The British inquiry concluded that while there was no specific warning of an attack in Bali, there was “generic threat information” about Indonesia and the security services should have upgraded the country’s threat assessment from “significant” to high”. British diplomatic staff in Indonesia were warned as early as February of a heightened security risk.

Public kept in dark

The British committee found that in the lead-up to October 12, subscribers to a Foreign Office web service were emailed twice with safety warnings about Indonesia. The second of these, on October 3, warned recipients they should stay away from bars and nightclubs. Yet none of this advice was passed on to the British public via the Foreign Office website or travel agencies.

In Australia, the public was also kept in the dark, despite evidence showing intelligence officers were aware of dangers. Melbourne’s Herald Sun revealed that senior military personnel en route to Indonesia were warned to avoid bars and clubs frequented by tourists. The advice to the public was that tourist services in Bali were “operating normally”.

The US government, based on CIA intelligence, had twice warned its citizens in Indonesia prior to the Bali bombing to “avoid large gatherings known to cater primarily to Western clientele including certain bars, restaurants and tourist areas”. Howard first denied, then was forced to admit that Australian intelligence agencies had received the CIA information.

The IGIS inquiry simply dismissed “public allegations that warnings had been issued before the attack,” declaring that “none of these proved to have any substance.” But Blick provided no evidence to disprove any of them.

The IGIS findings provoked angry reactions from relatives of the victims. More than 190 people were killed in the terrorist attack, including 88 Australians. Brian Deegan, whose 22-year-old son Joshua was killed in Bali, condemned the report. “The spooks are investigating the spooks” he told the Adelaide Advertiser. “Why should we believe anything in this because it’s an inside job.”

Joe Golotta, the uncle of Bali victim Angela Golotta, 19, told the World Socialist Web Site the report was a “whitewash”. He explained that the findings contradicted earlier admissions by the Howard government.

“Alexander Downer [Foreign Minister] has written there were threats and he passed on the information to the embassy staff in Indonesia. He also said he’d passed it on to people in the tourism industry and basically left it at that. I thought that was pretty weak. It should have been in the media itself and let the people themselves decide whether it’s a big enough threat or not—let them make that decision.

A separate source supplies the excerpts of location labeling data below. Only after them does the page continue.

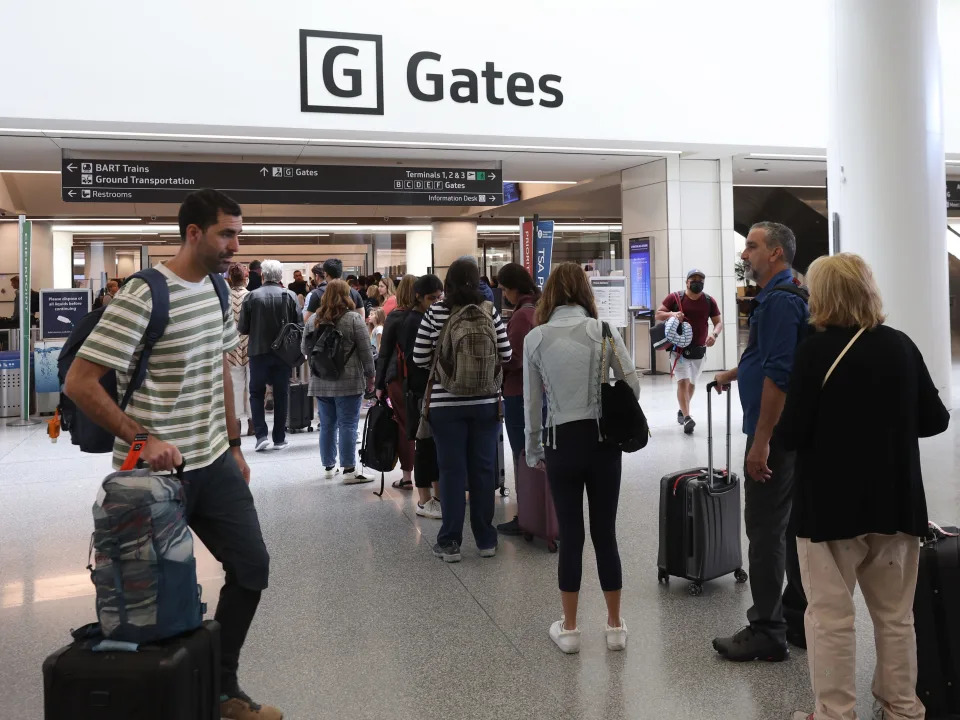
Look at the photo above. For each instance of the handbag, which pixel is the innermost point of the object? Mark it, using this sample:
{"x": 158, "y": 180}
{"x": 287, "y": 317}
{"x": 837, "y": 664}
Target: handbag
{"x": 287, "y": 345}
{"x": 622, "y": 422}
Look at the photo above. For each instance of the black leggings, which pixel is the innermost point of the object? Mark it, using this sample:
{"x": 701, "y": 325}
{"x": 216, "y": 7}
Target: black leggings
{"x": 579, "y": 461}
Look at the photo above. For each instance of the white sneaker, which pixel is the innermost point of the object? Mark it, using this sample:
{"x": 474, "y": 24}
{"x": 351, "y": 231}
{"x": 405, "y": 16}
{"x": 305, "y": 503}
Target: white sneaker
{"x": 617, "y": 637}
{"x": 567, "y": 640}
{"x": 354, "y": 477}
{"x": 430, "y": 509}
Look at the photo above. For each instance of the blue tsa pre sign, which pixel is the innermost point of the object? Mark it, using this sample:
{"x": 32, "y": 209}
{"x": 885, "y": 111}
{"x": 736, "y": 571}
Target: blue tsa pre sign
{"x": 61, "y": 310}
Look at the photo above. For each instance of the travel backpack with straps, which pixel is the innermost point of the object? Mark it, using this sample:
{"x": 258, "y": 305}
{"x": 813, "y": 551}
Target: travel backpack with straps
{"x": 327, "y": 359}
{"x": 83, "y": 431}
{"x": 380, "y": 449}
{"x": 142, "y": 564}
{"x": 468, "y": 360}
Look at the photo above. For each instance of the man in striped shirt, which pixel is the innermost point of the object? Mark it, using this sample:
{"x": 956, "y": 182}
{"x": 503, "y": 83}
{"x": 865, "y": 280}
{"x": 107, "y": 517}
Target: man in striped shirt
{"x": 185, "y": 406}
{"x": 465, "y": 427}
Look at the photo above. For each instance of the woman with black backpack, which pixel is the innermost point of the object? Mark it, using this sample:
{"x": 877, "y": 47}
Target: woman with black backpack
{"x": 463, "y": 341}
{"x": 336, "y": 342}
{"x": 563, "y": 356}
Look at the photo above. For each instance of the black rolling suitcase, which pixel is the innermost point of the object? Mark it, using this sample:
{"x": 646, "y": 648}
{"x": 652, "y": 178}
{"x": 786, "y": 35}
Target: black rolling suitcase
{"x": 300, "y": 409}
{"x": 937, "y": 623}
{"x": 175, "y": 679}
{"x": 700, "y": 519}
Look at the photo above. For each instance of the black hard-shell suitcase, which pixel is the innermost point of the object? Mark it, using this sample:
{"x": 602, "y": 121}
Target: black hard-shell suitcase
{"x": 937, "y": 623}
{"x": 177, "y": 679}
{"x": 300, "y": 409}
{"x": 700, "y": 519}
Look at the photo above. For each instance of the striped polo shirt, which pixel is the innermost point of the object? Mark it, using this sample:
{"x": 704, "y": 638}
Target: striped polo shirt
{"x": 181, "y": 401}
{"x": 426, "y": 344}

“I find it just totally ridiculous that the government didn’t warn the people. They should have warned the people of a possible threat. It’s totally inept of them as far as I’m concerned.”

Golotta travelled to Bali in the immediate aftermath of the bombing to give assistance to his brother and sister-in-law. He spoke of the disorganisation and chaos surrounding the treatment of the injured and the identification of bodies. His comments underscore the fact that the Howard government’s “war on terror” has nothing to do with protecting the lives and well-being of ordinary people.

“After September 11, I would have thought that they’d have some sort of contingency plan for such a major event. It took forever. It took from Saturday night when the bombing happened, about four or five days before they got things in order. Sure, they got the Hercules [transport aircraft] up there and got the injured people out. But the remaining people that were there, all the dead people, there was just no order.

“No-one had flown up there at all. It was ridiculous. They didn’t have a contingency plan for a major event. They hide behind the politics of it saying ‘it was in Indonesia, we can’t step on their toes’. As far as I’m concerned that’s a lot of crap, because if they’d flown over there with a Hercules full of doctors and equipment they’d have been welcomed with open arms because [the Indonesians] were in desperate need of help.”